この記事では、IF関数を使って「計算結果が0だったら空白にする」方法を、基本からわかりやすく説明していきます。
1. なぜ「0」が表示されるの?空白にする考え方
Excelで「0」が表示されてしまう理由は、主に2つあります。
1つ目は「計算した結果が本当に0になっている」場合。
2つ目は「空っぽのセルを参照したときに、Excelが勝手に0として扱っている」場合です。
たとえば、A1セルが空白の状態で「=A1」と入力すると、何も参照していないように見えても、Excelは0を返すことがあります。
また、「単価×数量」の計算式を下の行までコピーしておくと、まだ単価や数量を入力していない行にも「0」が表示されてしまいます。

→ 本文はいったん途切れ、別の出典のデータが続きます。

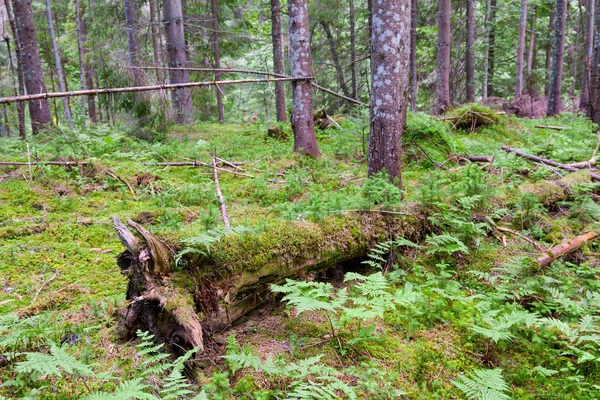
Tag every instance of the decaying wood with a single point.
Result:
(555, 128)
(546, 161)
(567, 247)
(224, 213)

表を先に作っておくには便利なんですが、未入力の行に0が並ぶと、なんだか見づらいですよね。
こんなときに便利なのが、IF関数で「計算結果が0なら空白、0以外なら計算結果を表示する」という設定です。
IF関数は「もし○○ならA、違うならB」という条件分岐ができる関数です。
空白を表すときは「””」(ダブルクォーテーションを2つ)と入力します。
これで「何も表示しない」という指示ができます。
セルが完全に空っぽになるわけではありませんが、見た目はすっきり空白になるので、表が見やすくなります。
注意したいのは、「0を表示しない」といっても、目的によって最適な方法が変わるということ。
特定の計算式だけを空白にしたいのか、シート全体の0を見えなくしたいのかで、やり方を選ぶ必要があります。
IF関数を使う方法は、特定のセルだけに条件を設定できるので、実務ではいちばん使いやすい方法です。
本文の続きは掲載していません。